If you make a simple Fourier transform, you see the fixed-frequency components. But the inspiral waves don't have any fixed frequency. I feel that one should systematically search for the "signals with the increasing frequency" – increasing basically according to the most likely predictions of GR. If I simplify things just a little bit, calculate the inner product of the raw data from the detector with the first graph in this article – and do it for various/all choices of the frequency, its rate of increase (modeled realistically, perhaps only for circular orbits), and the peak time (end of the event).

Isn't it possible that one could see many more events through the gravitational waves?

There could be a fun Kaggle contest

The task could be basically to take the raw data from several months of LIGO (fake or, which would be much more exciting, real data) and make as many discoveries of gravitational waves as possible.
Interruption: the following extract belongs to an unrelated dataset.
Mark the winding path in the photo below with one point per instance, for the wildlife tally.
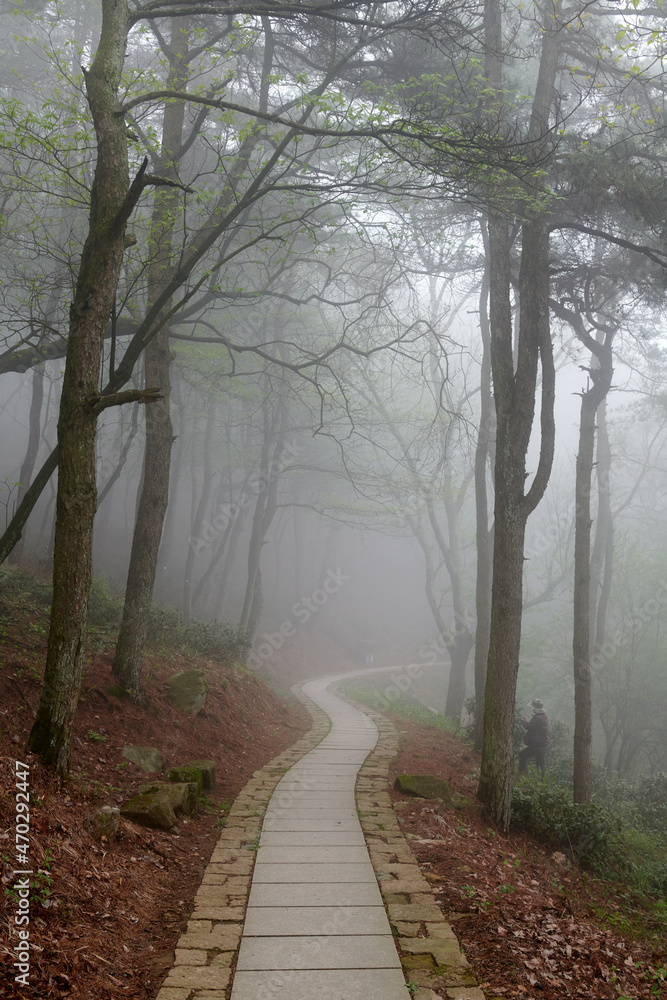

The criterion could be simple. You could get the data from both detectors but with the hours randomly permuted, or something like that, and you would try to identify all the choices of
(frequency, parameter labeling the rate of frequency increase, timing of the peak/end)
and your score would count, using some quantitative formula, all the events that you hypothesized and that overlapped between the two detectors sufficiently accurately in real time. The preliminary score could be calculated from some period of the LIGO run, the final score could be calculated from the rest, as you are used to in Kaggle contests.

There could be some room for "chance" but if a Kaggle user were really good, she could defeat the competition by a huge amount and persuade most of us that very many events may be discovered in the data.

I have no idea about the actual formats of the data in which they're sending the LIGO observations, and so on. But to make the contest realistic and the data to be downloaded acceptably small, you could have 1 byte of information for the "change of the length" in each 0.001 second for each detector (one would search for the part of the signals where the frequency is below or well below 1 kHz), you need just 86.4 megabytes per day. That's some 5 gigabytes per two detectors per month. Maybe in this way, they could just give the contestants 20 GB to be downloaded, it's not extreme. And maybe this 20 GB file could be nicely compressed.

The timing could be scrambled in the dataset for both detectors. The time could be divided to a few thousand intervals that are in between 1 hour and 2 hours long. Your submission would contain up to 2x 50 = 100 candidate discoveries labeled by the moments of the peak, frequency, and something like the rate of the frequency increase. At most, you could make 50 discoveries if your 100 candidates were equally divided to 2 groups (Washington, Louisiana) and their "real time stamps" after the unscrambling would match with an accuracy comparable to 1 period in the waves. In reality, your success rate would be lower and you could be punished for inaccurate double hits etc. If there are some vibrations caused by something else than gravitational waves that are nevertheless expected to agree in between the two detectors, it would be nice to subtract them from the score in some controllable way (because one doesn't want to encourage the users to discover things that are not gravitational waves). I don't know what the previous sentence would mean in any detail.

Do you think it's possible? Do you have any ideas to improve the contest?

LIGO has 991 members right now but I feel that the organization looks a bit secretive and it seems rather likely to me – this is no official accusation, just a guess – that their computational methods are suboptimal and the Kaggle sort of analysts could make a meaningful contribution.

If they want to release the data publicly, maybe they should first think about a contest like that – because in that case, it could be a good idea to release the data only in some permuted or otherwise "incomplete" form.